Ten other rookies are averaging more points per game than Turner’s 6.3. He’s also shooting just 38.4 percent and has missed 12 of his 14 3-point attempts while struggling to play without the ball in his hands.
“I can’t really say what’s it’s due to,” Turner said of his struggles. “I’m just trying to adapt.”
Turner often raises his hand for the ball on the perimeter, but his new teammates don’t appear to be looking for him. While there’s still considerable pressure on him to live up to expectations, he’s trying not to let it smother him.

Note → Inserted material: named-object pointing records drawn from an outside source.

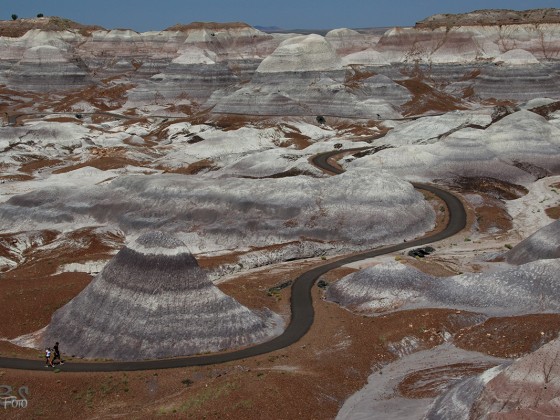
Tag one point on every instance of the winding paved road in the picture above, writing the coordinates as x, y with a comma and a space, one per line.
301, 300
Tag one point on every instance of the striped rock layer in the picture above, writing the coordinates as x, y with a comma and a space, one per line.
150, 301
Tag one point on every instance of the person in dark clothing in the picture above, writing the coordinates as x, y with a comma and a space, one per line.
56, 355
48, 357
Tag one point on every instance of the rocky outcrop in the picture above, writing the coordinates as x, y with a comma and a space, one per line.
47, 69
528, 388
543, 244
234, 68
529, 288
458, 143
231, 213
153, 301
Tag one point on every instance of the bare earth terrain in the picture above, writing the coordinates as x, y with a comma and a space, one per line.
208, 132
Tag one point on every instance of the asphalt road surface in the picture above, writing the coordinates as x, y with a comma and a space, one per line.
301, 301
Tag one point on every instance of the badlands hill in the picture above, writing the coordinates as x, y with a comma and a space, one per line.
208, 131
153, 301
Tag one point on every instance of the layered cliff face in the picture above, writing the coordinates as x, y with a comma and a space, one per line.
153, 301
233, 68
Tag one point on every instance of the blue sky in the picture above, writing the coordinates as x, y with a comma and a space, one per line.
144, 15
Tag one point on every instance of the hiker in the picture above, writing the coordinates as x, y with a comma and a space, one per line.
48, 357
56, 355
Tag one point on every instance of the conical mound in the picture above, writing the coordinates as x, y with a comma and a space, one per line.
151, 301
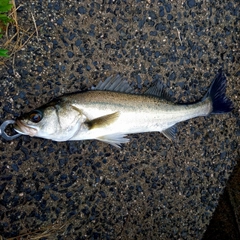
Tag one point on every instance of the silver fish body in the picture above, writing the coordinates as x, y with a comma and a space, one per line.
112, 111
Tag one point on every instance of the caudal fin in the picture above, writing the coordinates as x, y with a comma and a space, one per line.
217, 93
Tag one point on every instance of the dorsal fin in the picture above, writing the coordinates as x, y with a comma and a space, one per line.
102, 121
116, 84
158, 90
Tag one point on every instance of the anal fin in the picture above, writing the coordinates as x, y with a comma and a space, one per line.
170, 133
115, 139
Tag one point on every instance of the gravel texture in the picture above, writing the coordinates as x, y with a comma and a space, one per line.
151, 187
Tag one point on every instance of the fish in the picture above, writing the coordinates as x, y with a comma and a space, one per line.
112, 110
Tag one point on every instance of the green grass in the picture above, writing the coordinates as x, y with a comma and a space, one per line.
5, 6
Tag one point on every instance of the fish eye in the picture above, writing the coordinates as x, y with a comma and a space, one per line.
36, 116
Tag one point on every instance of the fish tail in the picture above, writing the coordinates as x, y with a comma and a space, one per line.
217, 94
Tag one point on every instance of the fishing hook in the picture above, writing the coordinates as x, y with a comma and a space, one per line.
4, 134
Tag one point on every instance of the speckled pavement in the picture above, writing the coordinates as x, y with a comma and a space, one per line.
151, 188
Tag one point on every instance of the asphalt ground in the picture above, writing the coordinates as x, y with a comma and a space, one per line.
150, 188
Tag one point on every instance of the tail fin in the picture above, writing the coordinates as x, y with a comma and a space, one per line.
216, 92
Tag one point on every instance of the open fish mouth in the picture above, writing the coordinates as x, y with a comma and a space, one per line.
22, 128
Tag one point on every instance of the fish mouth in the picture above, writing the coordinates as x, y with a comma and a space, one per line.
22, 128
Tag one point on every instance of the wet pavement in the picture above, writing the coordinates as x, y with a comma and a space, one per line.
151, 187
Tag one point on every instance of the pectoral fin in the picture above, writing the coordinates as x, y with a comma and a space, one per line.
170, 133
102, 121
115, 139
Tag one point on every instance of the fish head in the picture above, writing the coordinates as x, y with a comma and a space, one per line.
57, 122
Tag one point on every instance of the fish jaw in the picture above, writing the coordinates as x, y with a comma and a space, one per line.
22, 128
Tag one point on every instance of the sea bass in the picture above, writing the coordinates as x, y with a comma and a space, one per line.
112, 110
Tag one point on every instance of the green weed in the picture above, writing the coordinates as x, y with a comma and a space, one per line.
5, 6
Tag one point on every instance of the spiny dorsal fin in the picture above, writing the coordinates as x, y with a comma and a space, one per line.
116, 84
158, 90
115, 139
102, 121
170, 133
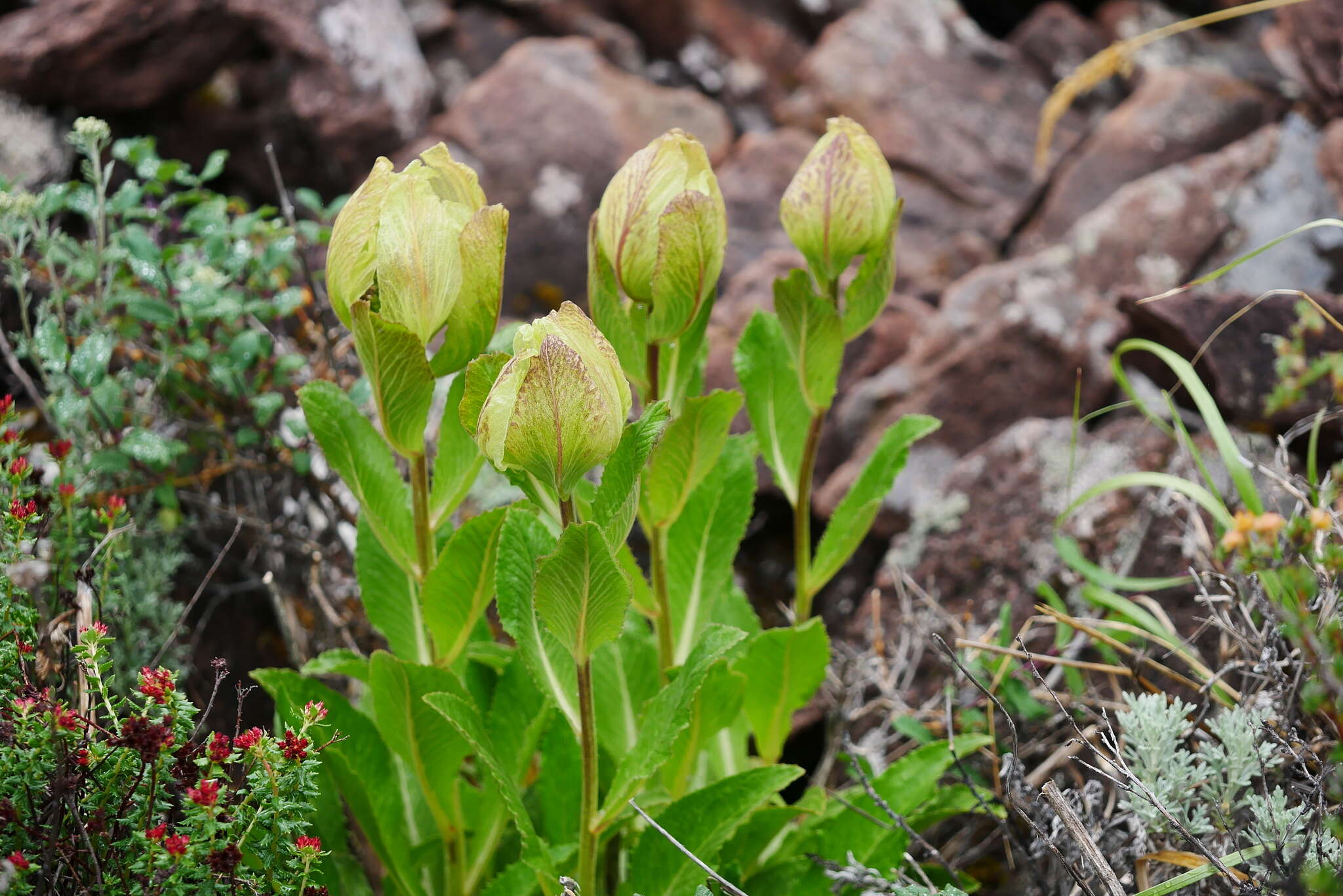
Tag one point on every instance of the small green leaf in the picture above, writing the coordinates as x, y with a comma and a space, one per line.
812, 330
461, 585
618, 496
457, 461
388, 595
89, 363
853, 518
403, 385
774, 399
702, 823
580, 593
360, 456
784, 669
664, 720
523, 541
704, 539
872, 285
688, 450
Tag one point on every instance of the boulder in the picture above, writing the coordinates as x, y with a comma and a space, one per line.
547, 127
1039, 320
954, 109
1171, 116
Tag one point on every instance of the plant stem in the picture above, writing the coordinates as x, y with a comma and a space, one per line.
802, 520
658, 570
420, 503
588, 805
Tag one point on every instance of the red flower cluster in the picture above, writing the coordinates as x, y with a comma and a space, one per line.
206, 793
247, 739
65, 718
293, 746
156, 683
219, 747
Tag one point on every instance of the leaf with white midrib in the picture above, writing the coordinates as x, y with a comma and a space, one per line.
580, 593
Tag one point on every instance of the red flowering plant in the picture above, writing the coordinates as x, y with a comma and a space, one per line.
115, 786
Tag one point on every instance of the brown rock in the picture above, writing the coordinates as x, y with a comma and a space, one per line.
1009, 339
1239, 364
550, 125
752, 182
931, 88
1173, 116
115, 56
1307, 45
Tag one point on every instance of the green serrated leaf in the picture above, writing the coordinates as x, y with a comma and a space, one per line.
688, 450
778, 410
812, 328
461, 585
853, 518
361, 765
402, 382
784, 669
703, 541
523, 541
464, 716
360, 456
702, 823
618, 496
457, 461
580, 593
664, 720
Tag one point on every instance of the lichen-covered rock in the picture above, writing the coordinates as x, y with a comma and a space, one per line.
547, 127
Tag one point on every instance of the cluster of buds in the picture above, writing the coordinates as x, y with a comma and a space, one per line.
557, 408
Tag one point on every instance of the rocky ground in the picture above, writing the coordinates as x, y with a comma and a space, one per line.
1012, 288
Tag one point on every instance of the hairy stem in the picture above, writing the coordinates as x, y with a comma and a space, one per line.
588, 805
420, 503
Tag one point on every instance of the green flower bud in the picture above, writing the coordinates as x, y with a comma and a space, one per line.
559, 406
662, 227
841, 201
426, 250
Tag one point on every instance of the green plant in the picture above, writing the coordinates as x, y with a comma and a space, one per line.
124, 794
152, 332
483, 765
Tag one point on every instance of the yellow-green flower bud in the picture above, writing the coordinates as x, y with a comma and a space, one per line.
426, 250
662, 227
841, 201
559, 406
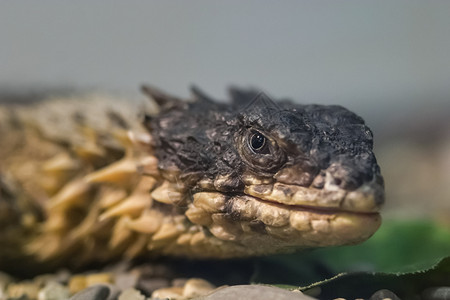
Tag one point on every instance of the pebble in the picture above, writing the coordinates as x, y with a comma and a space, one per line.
436, 293
95, 292
54, 291
126, 280
384, 294
131, 294
149, 285
25, 288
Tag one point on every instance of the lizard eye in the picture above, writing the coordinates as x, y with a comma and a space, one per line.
260, 151
258, 142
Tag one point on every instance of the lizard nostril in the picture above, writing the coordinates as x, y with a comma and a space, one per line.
338, 181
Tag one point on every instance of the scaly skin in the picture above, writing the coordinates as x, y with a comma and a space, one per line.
90, 181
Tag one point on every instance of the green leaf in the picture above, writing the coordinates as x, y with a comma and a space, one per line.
402, 256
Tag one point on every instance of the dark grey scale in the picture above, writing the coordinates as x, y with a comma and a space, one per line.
266, 138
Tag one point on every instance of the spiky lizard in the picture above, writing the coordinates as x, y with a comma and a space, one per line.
97, 181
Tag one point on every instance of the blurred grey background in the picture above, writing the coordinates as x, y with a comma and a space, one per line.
389, 61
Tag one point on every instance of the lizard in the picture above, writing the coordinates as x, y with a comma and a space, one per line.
92, 181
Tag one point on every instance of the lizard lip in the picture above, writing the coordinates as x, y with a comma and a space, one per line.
366, 199
317, 209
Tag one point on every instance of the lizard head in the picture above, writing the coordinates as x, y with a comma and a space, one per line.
264, 177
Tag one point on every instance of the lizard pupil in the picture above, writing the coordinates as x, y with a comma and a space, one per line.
257, 141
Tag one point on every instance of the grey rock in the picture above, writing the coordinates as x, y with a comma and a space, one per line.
384, 294
126, 280
254, 292
436, 293
54, 291
131, 294
149, 285
95, 292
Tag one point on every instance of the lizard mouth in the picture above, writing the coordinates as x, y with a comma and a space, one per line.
266, 219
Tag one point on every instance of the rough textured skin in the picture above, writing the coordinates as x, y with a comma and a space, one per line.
86, 182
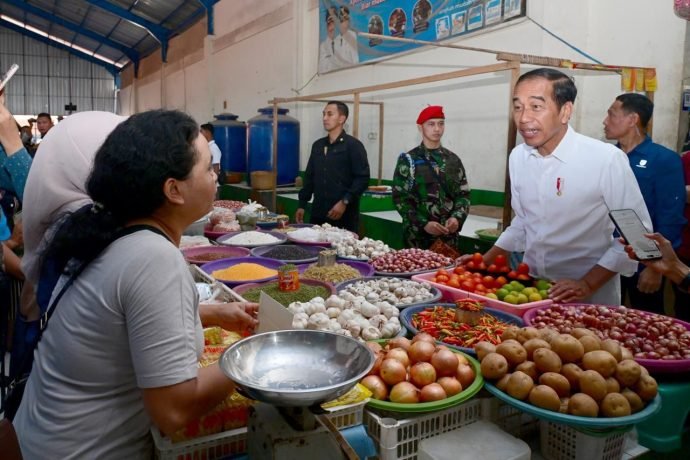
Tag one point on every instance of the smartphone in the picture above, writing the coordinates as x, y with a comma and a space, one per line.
9, 74
633, 230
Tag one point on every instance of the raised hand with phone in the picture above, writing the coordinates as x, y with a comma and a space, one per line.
14, 158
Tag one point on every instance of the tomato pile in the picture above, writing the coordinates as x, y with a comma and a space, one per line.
647, 335
441, 323
410, 260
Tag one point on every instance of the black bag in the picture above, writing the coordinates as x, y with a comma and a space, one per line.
15, 390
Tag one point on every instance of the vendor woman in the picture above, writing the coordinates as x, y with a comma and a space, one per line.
430, 187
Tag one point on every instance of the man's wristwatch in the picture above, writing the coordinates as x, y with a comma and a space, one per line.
685, 283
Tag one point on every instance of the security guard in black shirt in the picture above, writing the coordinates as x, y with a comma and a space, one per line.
337, 174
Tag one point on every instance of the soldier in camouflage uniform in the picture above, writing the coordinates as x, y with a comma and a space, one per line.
430, 187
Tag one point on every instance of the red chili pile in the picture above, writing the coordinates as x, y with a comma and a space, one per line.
647, 335
441, 323
410, 260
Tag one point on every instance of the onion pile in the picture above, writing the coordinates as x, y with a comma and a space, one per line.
647, 335
410, 260
409, 372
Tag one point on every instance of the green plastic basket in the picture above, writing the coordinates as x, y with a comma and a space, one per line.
459, 398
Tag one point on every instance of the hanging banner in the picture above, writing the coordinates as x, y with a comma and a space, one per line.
428, 20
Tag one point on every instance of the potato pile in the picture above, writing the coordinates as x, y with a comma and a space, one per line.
576, 374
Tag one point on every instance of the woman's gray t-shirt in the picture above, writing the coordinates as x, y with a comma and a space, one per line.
129, 321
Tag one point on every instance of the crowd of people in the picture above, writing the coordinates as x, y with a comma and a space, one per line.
104, 192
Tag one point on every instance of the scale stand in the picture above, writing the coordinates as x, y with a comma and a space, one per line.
289, 433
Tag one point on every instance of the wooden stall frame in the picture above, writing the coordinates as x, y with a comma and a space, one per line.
511, 61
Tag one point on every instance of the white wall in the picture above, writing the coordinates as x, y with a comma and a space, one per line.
263, 50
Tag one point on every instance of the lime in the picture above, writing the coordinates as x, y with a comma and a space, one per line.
543, 285
534, 297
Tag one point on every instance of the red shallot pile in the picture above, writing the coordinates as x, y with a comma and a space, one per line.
647, 335
410, 260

“It’s not about what people expect out of me,” Turner said. “It’s what I expect out of myself. I’m missing shots right now I usually make. Sometimes I’m not playing my best. I’m not thinking, ‘Oh my God, I’m the No. 2 pick.’ ”
Collins, however, thinks Turner has been too hard on himself, internalizing his struggles when he needs to relax.
“Our guys have been very supportive,” Collins said. “I think the coaching staff has been very supportive. We are trying to take the pressure away from him as much as possible. But still, when you walk up, put that hat on and you’re the No. 2 pick, that’s always going to be there.”
Said Sixers forward Elton Brand(notes): “It’s not like you’re a second-round pick where everything you do is a bonus. They’re looking for you to come in and help the team get victories when you’re a top-five pick. It’s a lot of pressure. He’s up and down just like any rookie is. Some days, he’s dealing with it well. Some days, it’s tougher than usual. But I think he’s going to fight through it and grow as a player from it.”
Turner is optimistic he will eventually make a bigger impact. Until then, he can watch his collection of Ohio State game film whenever his confidence wavers.
“I’m not giving up hope,” Turner said. “I know I can still play. I look back at my freshman year, and it took time for me to get warmed up, to get going.
“Everything is a process. The biggest part is patience. Sometimes people don’t like to wait.”